Nevertheless, there's more than one way to skin a cat, so to speak, and I'm willing to try anything, but she's not interested in anything other than a missionary position kind of thing. She was much more sexually adventurous when we first got married, but she's downright prudish now.

It's all so weird and frustrating. I have a theory that now that our kids are grown and nearly out of the house, it's scary for her because we don't have much in common outside of our kids. We don't like the same music or TV shows; I have several hobbies, she has none; I am a social person with a wide circle of friends and a couple of close friends, she has no close friends other than me (her words). To be honest, I'm not sure she really, truly loves me. In a handful of occasions in the past, she said, "I hate you" in a fit of anger, or even invoked the "D" word once or twice. I've never said either. I don't think I've ever in my life told someone I hated them.

Our daughter is getting married next year, and our son will graduate high school around the same time. I just can't imagine how all this will play out. I already feel alone a lot of the time, and when the kids are gone, it can only get worse for both of us.


----------



## Enginerd (May 24, 2011)

longlost said:


> This post was originally in another thread, but that thread is gone, so I'm starting a whole new one - so, if you've already read this, I apologize...
> 
> I'm new to this forum, and discovered this thread during an internet search. I read several of the threads and felt compelled to share my own story - not to give or get advice (although I'd be happy to get any) but more because I wanted to tell someone, anyone - and to show that many paths can lead to the same destination. I preface this by saying that my wife and I have only had sex maybe 10 times in the past 10 years.
> 
> ...


 I'd guess that you were a convienent backup plan after the new relationship did not work out and you have been "tolerated" to help raise an unwanted second child. This would explain the sex frequency and lack of passion over the years. I'm not sure I would be able to trust someone who did the things you described. If things are how you describe then its clear she does not love you in a romantic way, but you all ready know this. She sounds like she is more afraid of being on her own then anything else.


----------



## longlost (Jul 26, 2011)

It's entirely possible you're right, but I was never blind to that. I have regrets, but not with the overall path I chose. There's nothing I wouldn't have done to benefit my children.


----------



## longlost (Jul 26, 2011)

Also, after re-reading my post, I feel that I should clarify certain things. It comes across as really dour, which isn't a true reflection of my marriage, but more a reflection of my mood when I wrote it.

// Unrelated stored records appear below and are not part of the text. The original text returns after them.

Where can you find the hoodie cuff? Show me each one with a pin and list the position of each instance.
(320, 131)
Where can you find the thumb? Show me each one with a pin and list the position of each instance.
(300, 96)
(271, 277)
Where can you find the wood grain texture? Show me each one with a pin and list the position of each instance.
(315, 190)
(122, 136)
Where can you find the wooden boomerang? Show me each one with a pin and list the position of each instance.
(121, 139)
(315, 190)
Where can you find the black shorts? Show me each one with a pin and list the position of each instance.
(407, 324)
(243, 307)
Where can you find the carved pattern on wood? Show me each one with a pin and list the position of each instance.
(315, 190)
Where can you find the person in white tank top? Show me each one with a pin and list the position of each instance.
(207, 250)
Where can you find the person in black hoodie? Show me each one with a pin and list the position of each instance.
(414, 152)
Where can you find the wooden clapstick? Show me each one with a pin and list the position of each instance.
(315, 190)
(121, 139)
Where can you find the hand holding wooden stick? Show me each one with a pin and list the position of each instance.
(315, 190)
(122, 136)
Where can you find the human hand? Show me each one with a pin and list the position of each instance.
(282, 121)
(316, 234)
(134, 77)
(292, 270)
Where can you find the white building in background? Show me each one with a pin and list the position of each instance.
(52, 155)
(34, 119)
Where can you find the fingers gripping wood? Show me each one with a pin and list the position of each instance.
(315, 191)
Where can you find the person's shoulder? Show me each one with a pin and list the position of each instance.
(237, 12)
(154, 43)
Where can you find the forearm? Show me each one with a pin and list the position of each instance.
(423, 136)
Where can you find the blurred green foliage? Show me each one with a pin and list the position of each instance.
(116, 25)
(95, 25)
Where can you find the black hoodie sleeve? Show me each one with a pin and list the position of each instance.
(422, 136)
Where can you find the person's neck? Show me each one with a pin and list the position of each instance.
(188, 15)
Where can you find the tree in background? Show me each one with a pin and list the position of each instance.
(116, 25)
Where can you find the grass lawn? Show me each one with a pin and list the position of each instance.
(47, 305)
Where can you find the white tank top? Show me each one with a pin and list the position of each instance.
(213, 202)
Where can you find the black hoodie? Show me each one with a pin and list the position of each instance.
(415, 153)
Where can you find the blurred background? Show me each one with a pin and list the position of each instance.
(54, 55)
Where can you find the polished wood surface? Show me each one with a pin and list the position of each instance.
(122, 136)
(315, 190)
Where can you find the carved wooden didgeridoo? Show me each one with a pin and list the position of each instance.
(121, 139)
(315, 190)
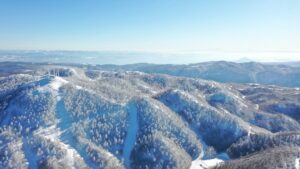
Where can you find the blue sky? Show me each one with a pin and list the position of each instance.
(243, 28)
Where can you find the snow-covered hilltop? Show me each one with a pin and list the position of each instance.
(75, 116)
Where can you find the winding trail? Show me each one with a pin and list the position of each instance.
(131, 134)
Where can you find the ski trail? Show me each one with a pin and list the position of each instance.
(54, 132)
(131, 134)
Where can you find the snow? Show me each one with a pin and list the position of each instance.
(54, 132)
(57, 82)
(205, 164)
(297, 163)
(131, 135)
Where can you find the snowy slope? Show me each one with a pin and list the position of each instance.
(64, 117)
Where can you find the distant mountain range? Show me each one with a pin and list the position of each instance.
(139, 116)
(285, 74)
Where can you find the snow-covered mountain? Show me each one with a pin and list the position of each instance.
(282, 74)
(75, 116)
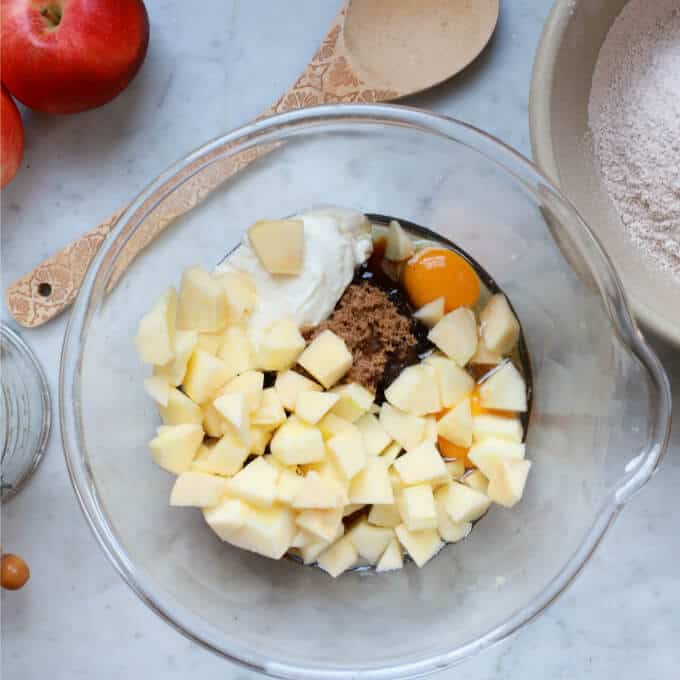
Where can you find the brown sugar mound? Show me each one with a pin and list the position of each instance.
(374, 331)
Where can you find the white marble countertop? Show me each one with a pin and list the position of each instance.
(208, 70)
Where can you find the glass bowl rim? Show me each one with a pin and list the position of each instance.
(505, 158)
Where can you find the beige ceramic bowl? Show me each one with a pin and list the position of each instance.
(560, 89)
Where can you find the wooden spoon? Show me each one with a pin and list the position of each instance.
(375, 50)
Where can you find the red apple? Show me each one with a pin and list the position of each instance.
(11, 138)
(65, 56)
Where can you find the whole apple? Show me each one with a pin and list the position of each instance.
(11, 138)
(65, 56)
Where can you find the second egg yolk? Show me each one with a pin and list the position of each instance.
(437, 272)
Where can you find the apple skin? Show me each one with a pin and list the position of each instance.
(66, 56)
(11, 138)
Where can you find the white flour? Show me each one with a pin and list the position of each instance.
(634, 117)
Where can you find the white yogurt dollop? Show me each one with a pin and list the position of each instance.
(337, 240)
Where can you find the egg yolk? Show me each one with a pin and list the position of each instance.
(437, 272)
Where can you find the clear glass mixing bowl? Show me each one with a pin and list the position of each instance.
(598, 430)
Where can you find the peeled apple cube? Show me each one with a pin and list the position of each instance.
(339, 557)
(456, 425)
(392, 558)
(456, 335)
(422, 546)
(280, 346)
(431, 313)
(454, 382)
(354, 401)
(155, 339)
(499, 327)
(313, 406)
(226, 457)
(180, 409)
(267, 531)
(296, 443)
(157, 387)
(226, 518)
(463, 503)
(498, 427)
(370, 541)
(399, 246)
(270, 414)
(423, 464)
(506, 487)
(198, 489)
(289, 385)
(175, 446)
(347, 451)
(403, 427)
(279, 245)
(416, 507)
(256, 483)
(373, 434)
(205, 375)
(415, 390)
(504, 390)
(202, 304)
(326, 358)
(236, 350)
(372, 484)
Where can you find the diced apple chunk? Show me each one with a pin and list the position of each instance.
(422, 464)
(270, 413)
(399, 246)
(422, 546)
(456, 425)
(175, 447)
(295, 443)
(499, 327)
(202, 304)
(372, 484)
(280, 346)
(403, 427)
(236, 350)
(233, 409)
(454, 382)
(198, 489)
(290, 384)
(158, 388)
(370, 541)
(256, 483)
(456, 335)
(385, 515)
(506, 487)
(431, 313)
(463, 503)
(320, 493)
(450, 531)
(416, 507)
(347, 451)
(155, 339)
(226, 457)
(415, 390)
(279, 245)
(312, 406)
(504, 389)
(267, 531)
(392, 558)
(205, 375)
(326, 358)
(339, 557)
(226, 518)
(354, 401)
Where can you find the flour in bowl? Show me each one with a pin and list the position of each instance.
(634, 118)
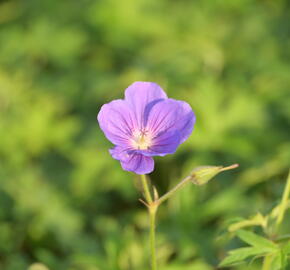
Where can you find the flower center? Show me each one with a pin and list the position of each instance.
(141, 140)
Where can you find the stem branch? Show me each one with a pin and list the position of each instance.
(284, 203)
(170, 192)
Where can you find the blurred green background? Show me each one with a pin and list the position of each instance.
(64, 201)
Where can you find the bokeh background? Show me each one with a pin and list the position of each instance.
(64, 201)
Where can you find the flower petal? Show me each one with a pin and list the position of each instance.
(163, 144)
(139, 164)
(140, 94)
(117, 121)
(186, 120)
(133, 161)
(171, 115)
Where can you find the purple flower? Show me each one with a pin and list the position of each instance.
(145, 124)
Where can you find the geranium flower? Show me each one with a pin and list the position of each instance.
(145, 124)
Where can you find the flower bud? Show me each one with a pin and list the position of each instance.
(201, 175)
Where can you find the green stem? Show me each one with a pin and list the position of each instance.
(267, 263)
(170, 193)
(152, 213)
(284, 203)
(147, 194)
(152, 210)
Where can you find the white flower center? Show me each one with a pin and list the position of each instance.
(141, 140)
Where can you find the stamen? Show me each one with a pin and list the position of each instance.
(141, 140)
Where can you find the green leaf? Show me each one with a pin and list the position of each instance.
(256, 240)
(240, 254)
(279, 261)
(286, 248)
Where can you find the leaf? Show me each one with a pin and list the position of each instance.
(279, 261)
(240, 254)
(286, 248)
(257, 220)
(256, 240)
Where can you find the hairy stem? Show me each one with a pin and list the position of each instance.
(152, 207)
(152, 213)
(267, 263)
(284, 203)
(170, 192)
(146, 191)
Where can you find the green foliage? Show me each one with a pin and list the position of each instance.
(64, 201)
(276, 255)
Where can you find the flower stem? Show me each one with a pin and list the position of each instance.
(284, 203)
(267, 263)
(170, 192)
(152, 207)
(152, 213)
(147, 194)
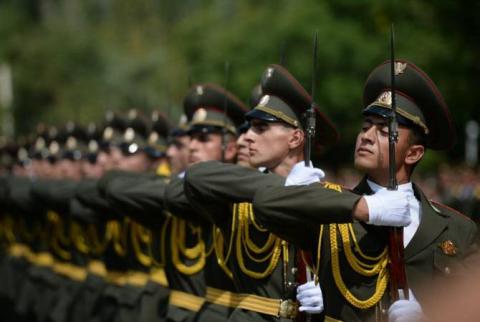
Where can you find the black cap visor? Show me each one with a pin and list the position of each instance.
(382, 112)
(261, 115)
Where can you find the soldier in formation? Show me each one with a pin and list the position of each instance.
(220, 218)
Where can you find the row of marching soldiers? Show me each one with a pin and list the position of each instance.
(220, 219)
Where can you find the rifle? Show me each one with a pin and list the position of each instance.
(310, 113)
(398, 277)
(303, 274)
(225, 103)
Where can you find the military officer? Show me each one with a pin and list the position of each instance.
(258, 259)
(351, 258)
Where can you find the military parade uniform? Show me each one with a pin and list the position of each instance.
(262, 264)
(220, 241)
(351, 258)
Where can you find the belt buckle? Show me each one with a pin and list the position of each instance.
(288, 309)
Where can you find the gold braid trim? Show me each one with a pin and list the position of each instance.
(57, 236)
(380, 268)
(77, 235)
(244, 244)
(141, 234)
(163, 236)
(177, 244)
(97, 247)
(118, 234)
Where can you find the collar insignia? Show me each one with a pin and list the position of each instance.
(448, 248)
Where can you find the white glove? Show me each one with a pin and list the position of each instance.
(301, 175)
(405, 310)
(389, 208)
(310, 297)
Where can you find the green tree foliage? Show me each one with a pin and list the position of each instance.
(73, 59)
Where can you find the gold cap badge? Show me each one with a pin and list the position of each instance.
(400, 67)
(385, 98)
(448, 247)
(264, 100)
(200, 115)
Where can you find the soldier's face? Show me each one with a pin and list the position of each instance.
(208, 147)
(178, 152)
(243, 152)
(371, 150)
(205, 147)
(268, 143)
(69, 169)
(138, 162)
(92, 170)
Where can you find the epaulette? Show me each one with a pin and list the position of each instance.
(333, 186)
(435, 205)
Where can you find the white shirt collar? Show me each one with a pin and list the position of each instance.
(401, 187)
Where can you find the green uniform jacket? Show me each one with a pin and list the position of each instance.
(425, 260)
(214, 188)
(139, 196)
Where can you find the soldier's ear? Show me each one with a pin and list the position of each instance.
(230, 151)
(296, 139)
(414, 154)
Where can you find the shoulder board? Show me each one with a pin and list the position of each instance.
(436, 205)
(332, 186)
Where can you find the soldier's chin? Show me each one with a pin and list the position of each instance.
(362, 165)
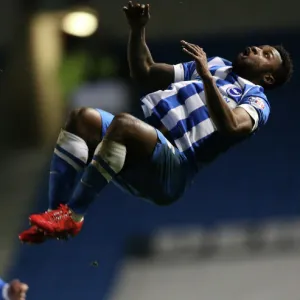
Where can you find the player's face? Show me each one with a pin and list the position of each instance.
(258, 63)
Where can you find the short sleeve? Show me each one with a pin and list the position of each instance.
(184, 71)
(255, 102)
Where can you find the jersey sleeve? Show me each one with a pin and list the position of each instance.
(255, 102)
(184, 71)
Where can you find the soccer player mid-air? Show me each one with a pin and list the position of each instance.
(194, 111)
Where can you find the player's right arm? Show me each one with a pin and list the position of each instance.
(150, 75)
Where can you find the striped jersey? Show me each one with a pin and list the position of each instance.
(182, 108)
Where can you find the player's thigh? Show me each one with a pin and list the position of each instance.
(162, 179)
(139, 137)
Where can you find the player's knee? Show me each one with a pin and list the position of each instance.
(123, 124)
(84, 122)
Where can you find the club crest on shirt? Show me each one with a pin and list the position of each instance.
(257, 102)
(234, 92)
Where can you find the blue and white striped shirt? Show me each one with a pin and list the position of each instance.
(182, 108)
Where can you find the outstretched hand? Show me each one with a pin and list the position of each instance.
(17, 290)
(137, 14)
(199, 57)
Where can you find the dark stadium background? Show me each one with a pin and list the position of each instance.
(253, 187)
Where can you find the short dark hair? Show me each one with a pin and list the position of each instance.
(284, 73)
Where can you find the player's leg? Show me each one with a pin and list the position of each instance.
(80, 136)
(76, 142)
(128, 142)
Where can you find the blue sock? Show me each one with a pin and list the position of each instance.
(65, 167)
(108, 161)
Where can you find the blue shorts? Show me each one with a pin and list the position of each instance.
(162, 179)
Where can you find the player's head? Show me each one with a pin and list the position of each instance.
(268, 66)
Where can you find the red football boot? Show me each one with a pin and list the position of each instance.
(33, 236)
(57, 223)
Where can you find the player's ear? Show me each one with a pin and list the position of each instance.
(269, 79)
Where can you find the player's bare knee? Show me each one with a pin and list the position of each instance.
(84, 122)
(122, 125)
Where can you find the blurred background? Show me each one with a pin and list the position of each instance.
(235, 235)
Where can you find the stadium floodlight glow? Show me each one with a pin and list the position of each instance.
(80, 23)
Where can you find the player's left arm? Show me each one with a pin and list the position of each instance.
(235, 122)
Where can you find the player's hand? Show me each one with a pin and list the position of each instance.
(199, 56)
(137, 14)
(17, 290)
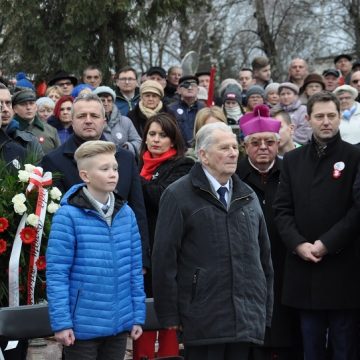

First off, I was not without fault in our marriage problems. We got married young and I was really immature - we both were. That doesn't excuse what she did, but I acknowledge that I absolutely didn't help matters early on. In our first few years of marriage I was sometimes a selfish jerk - no doubt about it.

I would also say that despite how it sounds, though our marriage is largely sexless, it's not joyless. My wife and I do have fun together, we make each other laugh, and I make time to do the activities that we enjoy together, rather than obsesses over the things I often do alone.

I do believe that she loves me, it's just that sometimes I question what kind of love it is, if that makes sense.

I'm encouraged that she does seem to want to increase our sexual activity. My concern is that we're heading for a perfect storm. I feel like I have years of pent up resentment, and I think our differences - that is, lack of things in common - will be magnified considerably when our kids are out of the house. I think we will be forced to really question what kind of relationship we're going to have.


----------



## Hicks (Jan 14, 2011)

I would read the man up and nice guy reference.
Do you have a relationship of convenience or a relationship of attraction? Seems the former. The way you handled her cheating did not make you sexually attractive to her. 

You have to decide if you want a sexual marriage or are you confortable lying to yourself saying a non sexual marriage can still be a good joyful marriage.

She is not a great wife, so elilimate the fear that she will leave you, and through your actions create a sexual marriage.


----------